Amparados na premissa de que o plano de estabilização só terá vida longa caso sejam feitas reformas na Constituição, como a tributária, previdenciária e da ordem econômica, políticos de todos os matizes engrossam a defesa de nova revisão constitucional.
Ou seja, pretende-se modificar a Constituição pela via facilitada: quórum de maioria absoluta em sistema unicameral, em vez de 3/5 em cada Casa do Congresso Nacional (emenda à Constituição).
Nesta altura, a revisão constitucional (via facilitada) é impossível. Explico por quê. As Constituições se pretendem perenes, porém não imutáveis. Sua mutabilidade, entretanto, dependerá sempre de uma vontade qualificada do legislador. Daí porque costuma-se impor um processo árduo, difícil, complicado, para a sua modificação. Isto porque da estabilidade do texto constitucional depende a estabilidade social. Uma Constituição facilmente modificável, flexível, impede a existência de regras fixas na sociedade, gerando angústia e aflição entre os indivíduos.

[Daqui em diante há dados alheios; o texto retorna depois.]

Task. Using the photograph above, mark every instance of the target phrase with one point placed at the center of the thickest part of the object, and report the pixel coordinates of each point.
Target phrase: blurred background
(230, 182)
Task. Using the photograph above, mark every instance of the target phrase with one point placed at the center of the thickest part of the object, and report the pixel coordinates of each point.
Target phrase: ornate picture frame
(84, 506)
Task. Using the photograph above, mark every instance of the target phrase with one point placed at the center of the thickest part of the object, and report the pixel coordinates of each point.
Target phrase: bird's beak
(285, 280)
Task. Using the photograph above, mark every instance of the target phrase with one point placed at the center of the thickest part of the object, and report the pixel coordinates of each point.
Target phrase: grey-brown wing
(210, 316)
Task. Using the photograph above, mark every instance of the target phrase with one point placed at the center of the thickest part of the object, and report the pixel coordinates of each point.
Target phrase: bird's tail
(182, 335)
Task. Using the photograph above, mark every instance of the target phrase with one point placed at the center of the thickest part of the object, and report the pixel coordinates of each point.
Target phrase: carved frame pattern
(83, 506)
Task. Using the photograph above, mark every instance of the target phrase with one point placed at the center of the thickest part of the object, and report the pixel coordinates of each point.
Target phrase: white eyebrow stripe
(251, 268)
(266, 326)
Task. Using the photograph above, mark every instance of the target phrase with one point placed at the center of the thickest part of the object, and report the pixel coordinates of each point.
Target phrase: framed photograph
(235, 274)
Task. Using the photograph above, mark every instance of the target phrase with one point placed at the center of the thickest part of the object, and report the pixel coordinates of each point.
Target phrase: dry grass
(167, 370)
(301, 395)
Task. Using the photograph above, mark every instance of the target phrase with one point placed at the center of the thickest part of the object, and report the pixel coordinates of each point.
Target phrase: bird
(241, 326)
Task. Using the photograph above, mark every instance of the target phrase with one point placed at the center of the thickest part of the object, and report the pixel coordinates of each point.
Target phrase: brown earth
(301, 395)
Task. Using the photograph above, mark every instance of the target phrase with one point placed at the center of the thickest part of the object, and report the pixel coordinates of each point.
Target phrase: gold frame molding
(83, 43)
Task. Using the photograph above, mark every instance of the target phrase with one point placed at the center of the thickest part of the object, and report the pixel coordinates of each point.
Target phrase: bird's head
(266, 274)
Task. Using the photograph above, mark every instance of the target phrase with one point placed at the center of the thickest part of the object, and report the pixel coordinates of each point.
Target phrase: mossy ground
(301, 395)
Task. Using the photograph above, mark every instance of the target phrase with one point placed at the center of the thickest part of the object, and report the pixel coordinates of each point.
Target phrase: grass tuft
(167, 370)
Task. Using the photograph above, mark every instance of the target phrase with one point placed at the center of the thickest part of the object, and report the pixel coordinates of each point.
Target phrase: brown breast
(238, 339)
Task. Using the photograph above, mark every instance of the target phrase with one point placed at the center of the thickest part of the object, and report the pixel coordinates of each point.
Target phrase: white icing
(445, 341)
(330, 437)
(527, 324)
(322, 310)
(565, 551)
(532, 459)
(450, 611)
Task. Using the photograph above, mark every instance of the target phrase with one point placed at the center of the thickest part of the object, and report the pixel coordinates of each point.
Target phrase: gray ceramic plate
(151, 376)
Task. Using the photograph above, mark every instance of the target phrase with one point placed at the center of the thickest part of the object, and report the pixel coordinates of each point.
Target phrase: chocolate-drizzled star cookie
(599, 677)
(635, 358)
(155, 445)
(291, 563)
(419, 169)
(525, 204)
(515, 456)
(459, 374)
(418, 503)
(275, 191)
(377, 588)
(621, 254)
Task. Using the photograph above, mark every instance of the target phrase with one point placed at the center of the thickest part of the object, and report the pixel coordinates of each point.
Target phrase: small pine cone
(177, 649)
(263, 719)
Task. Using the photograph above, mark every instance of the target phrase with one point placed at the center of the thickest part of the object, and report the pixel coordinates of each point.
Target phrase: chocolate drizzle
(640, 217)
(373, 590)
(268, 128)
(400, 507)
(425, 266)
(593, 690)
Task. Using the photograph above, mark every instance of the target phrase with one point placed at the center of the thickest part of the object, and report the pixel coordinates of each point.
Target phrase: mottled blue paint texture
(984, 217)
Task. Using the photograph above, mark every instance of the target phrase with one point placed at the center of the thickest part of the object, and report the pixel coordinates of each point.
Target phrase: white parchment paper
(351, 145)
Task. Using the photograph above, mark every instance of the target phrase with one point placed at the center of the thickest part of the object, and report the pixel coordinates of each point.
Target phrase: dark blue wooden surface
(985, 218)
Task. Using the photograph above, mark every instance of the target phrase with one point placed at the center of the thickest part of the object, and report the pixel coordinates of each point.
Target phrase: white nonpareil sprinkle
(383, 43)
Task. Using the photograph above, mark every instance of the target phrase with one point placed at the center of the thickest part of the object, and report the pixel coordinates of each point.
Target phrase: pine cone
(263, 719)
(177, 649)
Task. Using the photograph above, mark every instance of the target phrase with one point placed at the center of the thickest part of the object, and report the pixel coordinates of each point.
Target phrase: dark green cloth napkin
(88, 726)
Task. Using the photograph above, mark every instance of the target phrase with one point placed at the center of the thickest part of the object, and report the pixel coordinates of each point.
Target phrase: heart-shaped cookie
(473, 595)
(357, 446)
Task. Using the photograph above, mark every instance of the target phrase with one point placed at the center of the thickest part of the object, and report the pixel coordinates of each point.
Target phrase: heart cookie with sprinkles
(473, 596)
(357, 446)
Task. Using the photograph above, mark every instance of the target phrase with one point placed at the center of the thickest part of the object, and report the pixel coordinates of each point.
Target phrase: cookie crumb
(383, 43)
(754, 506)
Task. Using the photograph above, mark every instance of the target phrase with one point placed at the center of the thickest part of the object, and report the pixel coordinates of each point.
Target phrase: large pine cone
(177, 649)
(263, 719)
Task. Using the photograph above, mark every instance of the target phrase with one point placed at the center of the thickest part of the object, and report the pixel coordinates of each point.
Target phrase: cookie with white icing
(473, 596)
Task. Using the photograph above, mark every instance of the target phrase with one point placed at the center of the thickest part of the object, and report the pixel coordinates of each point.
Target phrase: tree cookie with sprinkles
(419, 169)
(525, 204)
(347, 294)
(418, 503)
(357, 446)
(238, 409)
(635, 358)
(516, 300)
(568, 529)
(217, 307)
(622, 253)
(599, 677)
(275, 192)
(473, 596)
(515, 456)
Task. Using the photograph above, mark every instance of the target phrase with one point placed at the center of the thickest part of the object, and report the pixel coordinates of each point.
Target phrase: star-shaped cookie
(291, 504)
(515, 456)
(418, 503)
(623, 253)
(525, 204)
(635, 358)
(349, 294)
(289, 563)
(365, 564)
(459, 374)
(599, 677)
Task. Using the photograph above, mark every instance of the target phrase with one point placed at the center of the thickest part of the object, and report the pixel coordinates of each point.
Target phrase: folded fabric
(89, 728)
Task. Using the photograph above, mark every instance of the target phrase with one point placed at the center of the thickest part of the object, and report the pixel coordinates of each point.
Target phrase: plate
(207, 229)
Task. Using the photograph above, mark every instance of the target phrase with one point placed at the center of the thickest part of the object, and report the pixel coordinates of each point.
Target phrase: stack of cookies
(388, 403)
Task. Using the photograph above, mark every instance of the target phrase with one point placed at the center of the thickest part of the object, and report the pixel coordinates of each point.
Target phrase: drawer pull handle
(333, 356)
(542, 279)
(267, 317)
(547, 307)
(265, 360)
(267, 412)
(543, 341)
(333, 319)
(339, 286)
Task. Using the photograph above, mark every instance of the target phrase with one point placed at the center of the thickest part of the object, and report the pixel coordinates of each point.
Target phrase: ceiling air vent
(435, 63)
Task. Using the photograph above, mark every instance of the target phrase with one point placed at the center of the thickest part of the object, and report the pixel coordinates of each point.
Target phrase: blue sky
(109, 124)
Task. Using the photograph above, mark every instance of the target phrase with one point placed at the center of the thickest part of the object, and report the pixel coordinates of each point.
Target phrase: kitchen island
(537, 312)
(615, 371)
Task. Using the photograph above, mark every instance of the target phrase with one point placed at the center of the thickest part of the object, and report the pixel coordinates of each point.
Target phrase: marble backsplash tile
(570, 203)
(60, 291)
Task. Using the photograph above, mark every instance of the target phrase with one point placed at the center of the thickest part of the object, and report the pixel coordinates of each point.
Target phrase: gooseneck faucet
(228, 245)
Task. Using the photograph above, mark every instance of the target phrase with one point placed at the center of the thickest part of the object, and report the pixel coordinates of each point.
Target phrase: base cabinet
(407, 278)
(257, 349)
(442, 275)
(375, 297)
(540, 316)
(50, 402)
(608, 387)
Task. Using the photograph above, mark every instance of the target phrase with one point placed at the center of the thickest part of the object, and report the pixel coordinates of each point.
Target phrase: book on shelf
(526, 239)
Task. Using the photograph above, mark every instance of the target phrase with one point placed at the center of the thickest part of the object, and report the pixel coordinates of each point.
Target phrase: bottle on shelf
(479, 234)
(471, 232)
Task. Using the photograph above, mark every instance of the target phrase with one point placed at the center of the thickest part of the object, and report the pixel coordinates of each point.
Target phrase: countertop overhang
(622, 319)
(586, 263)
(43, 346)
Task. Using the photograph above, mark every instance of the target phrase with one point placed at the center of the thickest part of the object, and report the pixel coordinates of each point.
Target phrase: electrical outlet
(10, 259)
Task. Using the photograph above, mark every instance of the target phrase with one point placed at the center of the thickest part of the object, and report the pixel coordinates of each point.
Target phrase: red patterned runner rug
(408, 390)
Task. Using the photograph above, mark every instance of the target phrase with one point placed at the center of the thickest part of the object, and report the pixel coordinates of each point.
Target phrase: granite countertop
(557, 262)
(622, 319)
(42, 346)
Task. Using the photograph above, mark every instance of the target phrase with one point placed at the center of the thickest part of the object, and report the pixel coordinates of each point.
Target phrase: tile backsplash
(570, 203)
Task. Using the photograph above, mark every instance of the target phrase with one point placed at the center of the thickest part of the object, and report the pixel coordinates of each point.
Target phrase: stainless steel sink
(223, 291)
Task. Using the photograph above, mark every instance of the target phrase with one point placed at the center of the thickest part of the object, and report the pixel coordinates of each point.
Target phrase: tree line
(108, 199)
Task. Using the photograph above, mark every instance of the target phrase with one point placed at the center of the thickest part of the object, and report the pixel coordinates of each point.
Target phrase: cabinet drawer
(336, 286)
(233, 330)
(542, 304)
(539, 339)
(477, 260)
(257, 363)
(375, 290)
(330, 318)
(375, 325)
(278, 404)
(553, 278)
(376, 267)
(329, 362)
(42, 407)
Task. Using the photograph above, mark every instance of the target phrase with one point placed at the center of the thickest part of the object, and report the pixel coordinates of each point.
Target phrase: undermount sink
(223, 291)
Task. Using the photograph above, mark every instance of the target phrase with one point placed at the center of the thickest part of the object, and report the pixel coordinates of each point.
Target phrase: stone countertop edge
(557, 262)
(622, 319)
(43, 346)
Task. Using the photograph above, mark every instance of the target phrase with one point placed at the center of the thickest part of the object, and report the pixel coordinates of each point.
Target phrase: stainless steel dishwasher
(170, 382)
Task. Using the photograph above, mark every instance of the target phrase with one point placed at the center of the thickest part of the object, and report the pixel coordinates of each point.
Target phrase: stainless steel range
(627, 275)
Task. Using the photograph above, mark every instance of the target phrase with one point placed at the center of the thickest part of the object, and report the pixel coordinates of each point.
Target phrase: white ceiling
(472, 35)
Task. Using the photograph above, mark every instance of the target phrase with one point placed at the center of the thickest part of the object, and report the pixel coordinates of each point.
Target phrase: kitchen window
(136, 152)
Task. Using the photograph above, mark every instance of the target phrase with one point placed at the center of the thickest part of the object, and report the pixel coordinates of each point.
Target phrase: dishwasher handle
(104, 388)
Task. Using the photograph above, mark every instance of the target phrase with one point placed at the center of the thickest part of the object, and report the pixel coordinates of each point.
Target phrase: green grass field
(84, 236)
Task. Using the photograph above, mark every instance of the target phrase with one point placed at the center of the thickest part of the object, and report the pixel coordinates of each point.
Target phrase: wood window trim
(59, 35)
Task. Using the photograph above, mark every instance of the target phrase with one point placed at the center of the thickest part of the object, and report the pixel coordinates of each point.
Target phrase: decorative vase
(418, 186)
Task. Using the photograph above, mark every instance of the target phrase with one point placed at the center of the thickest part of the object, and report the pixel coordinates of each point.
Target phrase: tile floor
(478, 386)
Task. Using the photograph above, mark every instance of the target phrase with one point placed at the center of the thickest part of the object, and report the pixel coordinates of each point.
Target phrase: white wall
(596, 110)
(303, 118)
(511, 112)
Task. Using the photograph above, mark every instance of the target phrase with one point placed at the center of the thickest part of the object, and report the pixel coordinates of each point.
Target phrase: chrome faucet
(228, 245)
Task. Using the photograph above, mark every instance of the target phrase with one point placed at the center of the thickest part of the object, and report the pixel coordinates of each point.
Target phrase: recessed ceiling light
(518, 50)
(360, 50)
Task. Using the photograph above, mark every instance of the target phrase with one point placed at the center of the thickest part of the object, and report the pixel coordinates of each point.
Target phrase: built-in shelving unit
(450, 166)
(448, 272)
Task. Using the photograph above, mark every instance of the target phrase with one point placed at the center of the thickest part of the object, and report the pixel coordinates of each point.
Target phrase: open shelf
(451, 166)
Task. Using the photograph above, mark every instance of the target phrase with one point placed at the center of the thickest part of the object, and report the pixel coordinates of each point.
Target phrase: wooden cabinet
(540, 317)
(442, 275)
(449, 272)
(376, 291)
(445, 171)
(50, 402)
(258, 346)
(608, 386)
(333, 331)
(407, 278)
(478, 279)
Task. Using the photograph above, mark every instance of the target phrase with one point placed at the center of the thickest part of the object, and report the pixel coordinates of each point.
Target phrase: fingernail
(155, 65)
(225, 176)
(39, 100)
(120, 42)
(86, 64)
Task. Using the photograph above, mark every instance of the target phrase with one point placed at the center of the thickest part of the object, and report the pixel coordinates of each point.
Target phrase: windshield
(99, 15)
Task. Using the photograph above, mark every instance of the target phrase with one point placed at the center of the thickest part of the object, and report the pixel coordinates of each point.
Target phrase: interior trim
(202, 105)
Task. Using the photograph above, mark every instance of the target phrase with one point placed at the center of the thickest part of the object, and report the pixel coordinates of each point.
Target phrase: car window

Exceção a essa regra foi a previsão de uma revisão constitucional. Tão excepcional que a sua alocação se deu, em disposição transitória. Transitório é aquilo que é efêmero, passageiro, fugaz. É aquilo que fenece, se esvai, acaba com a ocorrência do evento. Juridicamente, é regra constitucional transitória aquela que perde a eficácia quando o fato previsto na norma ocorre.
A revisão, prevista que foi no artigo 3º das "transitórias", já se realizou. Perdeu a eficácia aquele dispositivo. A previsão revisora, repita-se, foi excepcional. Não pode transformar-se em regra. Por isso não é possível à emenda constitucional convocar nova revisão (por ela entendido o processo facilitado de modificação constitucional).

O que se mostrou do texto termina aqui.